1 A 3 O R N

LMGTFY v RTFM and AlphaStar

Created: 2020-07-26
Wordcount: 0.4k

RTFM means "read the fucking manual." LMGTFY means "let me google that for you." Both are responses typically given to questions whose content indicates that the querent has not bothered to do a minimal search for the answer.

Both are a little impolite, more apt for mental than actual exclamation. But what interests me is the philosophy behind each of them.

RTFM was first used in the late 70s and early 80s. LMGTFY apparently came into use in 2009.

The vision of knowledge behind RTFM is ordered and causal. You learn about the system you are using. This knowledge lets you understand what you are doing wrong. You then solve the problem.

The vision of knowledge behind RTFM is unordered and based of pattern-matching. Google gives us access to everyone else who has encountered a similar problem. One of these problems is almost certainly the same as yours, or almost the same, and can therefore let you solve the problem.

Put the difference in terms of reinforcement learning.

Both OpenAI Five and DeepMind's AlphaStar used model-free reinforcement learning to solve problems that has previously seemed to require model-based reinforcement learning.

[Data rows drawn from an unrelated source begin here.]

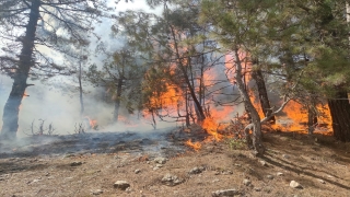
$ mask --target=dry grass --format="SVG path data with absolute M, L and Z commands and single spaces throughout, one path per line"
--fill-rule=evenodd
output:
M 350 196 L 349 143 L 284 132 L 266 134 L 264 138 L 268 151 L 262 159 L 248 150 L 232 150 L 225 142 L 206 143 L 199 152 L 171 158 L 156 171 L 151 155 L 125 151 L 0 159 L 0 196 L 93 196 L 93 190 L 102 189 L 100 196 L 201 197 L 230 188 L 240 189 L 242 196 Z M 267 165 L 262 166 L 260 160 Z M 71 166 L 74 161 L 82 164 Z M 206 171 L 188 174 L 195 166 Z M 137 169 L 141 170 L 138 174 Z M 277 176 L 278 172 L 283 175 Z M 185 182 L 173 187 L 162 185 L 166 173 Z M 267 178 L 269 174 L 275 178 Z M 250 179 L 252 186 L 243 185 L 244 178 Z M 116 190 L 113 184 L 118 179 L 130 183 L 131 189 Z M 304 188 L 291 188 L 292 179 Z

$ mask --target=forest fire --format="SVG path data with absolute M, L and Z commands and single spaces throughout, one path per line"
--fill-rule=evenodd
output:
M 186 146 L 188 146 L 188 147 L 190 147 L 190 148 L 192 148 L 195 151 L 199 151 L 200 150 L 200 148 L 201 148 L 201 143 L 200 142 L 192 142 L 190 139 L 189 140 L 187 140 L 186 142 L 185 142 L 185 144 Z

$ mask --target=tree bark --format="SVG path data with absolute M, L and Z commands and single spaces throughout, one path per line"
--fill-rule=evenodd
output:
M 189 90 L 189 95 L 192 97 L 194 100 L 194 103 L 195 103 L 195 108 L 198 111 L 198 114 L 197 114 L 197 120 L 199 123 L 203 121 L 206 119 L 206 115 L 205 115 L 205 111 L 203 111 L 203 107 L 200 105 L 200 102 L 198 101 L 197 99 L 197 95 L 196 95 L 196 92 L 195 92 L 195 89 L 194 86 L 191 85 L 190 81 L 189 81 L 189 77 L 187 74 L 187 71 L 185 69 L 185 66 L 184 63 L 182 62 L 182 57 L 180 57 L 180 54 L 179 54 L 179 50 L 178 50 L 178 45 L 177 45 L 177 42 L 176 42 L 176 36 L 175 36 L 175 32 L 174 32 L 174 28 L 172 25 L 170 25 L 170 28 L 171 28 L 171 33 L 172 33 L 172 36 L 173 36 L 173 39 L 174 39 L 174 48 L 175 48 L 175 56 L 177 58 L 177 65 L 180 69 L 180 71 L 183 72 L 184 74 L 184 80 L 185 80 L 185 83 L 187 84 L 187 88 Z
M 119 108 L 120 108 L 120 99 L 121 99 L 121 91 L 122 91 L 122 77 L 119 76 L 118 84 L 117 84 L 117 97 L 114 104 L 114 119 L 116 123 L 118 123 L 119 117 Z
M 335 100 L 328 100 L 334 137 L 337 140 L 350 141 L 350 104 L 348 93 L 337 92 Z
M 84 114 L 84 101 L 83 101 L 83 85 L 81 82 L 82 78 L 82 69 L 81 69 L 81 60 L 79 62 L 79 99 L 80 99 L 80 115 L 82 116 Z
M 252 78 L 255 80 L 256 85 L 257 85 L 257 90 L 258 90 L 258 94 L 259 94 L 259 101 L 260 101 L 260 105 L 262 108 L 262 113 L 265 115 L 265 117 L 269 116 L 272 113 L 271 109 L 271 105 L 270 105 L 270 101 L 269 97 L 267 95 L 267 90 L 266 90 L 266 84 L 265 84 L 265 80 L 264 80 L 264 76 L 260 69 L 256 69 L 252 72 Z M 268 119 L 268 121 L 272 125 L 276 124 L 276 117 L 272 116 L 270 119 Z
M 36 33 L 36 25 L 39 19 L 39 0 L 33 0 L 31 4 L 30 21 L 26 25 L 25 35 L 22 40 L 19 68 L 13 77 L 13 84 L 10 96 L 4 105 L 2 115 L 1 139 L 13 140 L 19 129 L 20 105 L 24 96 L 25 89 L 28 86 L 26 80 L 31 67 L 34 65 L 33 48 Z
M 256 151 L 257 155 L 262 155 L 265 152 L 265 148 L 262 146 L 262 132 L 261 132 L 261 123 L 258 112 L 255 109 L 247 90 L 245 89 L 245 83 L 243 82 L 243 76 L 242 76 L 242 62 L 238 55 L 238 49 L 234 49 L 234 56 L 235 56 L 235 71 L 236 71 L 236 83 L 240 90 L 240 93 L 243 97 L 244 105 L 246 109 L 248 111 L 252 124 L 249 124 L 246 128 L 246 137 L 247 142 L 249 143 L 249 130 L 253 132 L 253 148 Z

That is, you would typically think that playing StarCraft II at a high level would involve thinking about what your opponent knows, does not know, and suspects; you would think it would involve predicting what your opponent would do, and forestalling this and preparing for it; you would think it would involve modeling your opponent.

The basic algorithm used by AlphaStar does no such thing. It is incapable of modeling an opponent. It anticipates absolutely nothing. It pictures nothing about what the opponent knows. Nevertheless, it is able to act as if it could predict what an opponent would do. It can do this because, while AlphaStar was being trained, it competed in a league with hundreds of other agents, trying to beat them all. It learned the things to do, when faced with a particular agent's intention, without ever learning to decipher that intention.

(Even after competing against hundreds of different agents for centuries of training time, one should note, it remained somewhat brittle against new strategies.)

LMGTFY reflects such a model-free vision of learning. You can encounter a problem for it, and immediately tap into the AlphaStar-like centuries of acquired experience of others. Just as AlphaStar acquires a reflex for solving a problem it does not understand, LMGTFY is a way of reflexively solving a problem that one does not understand, at least frequently.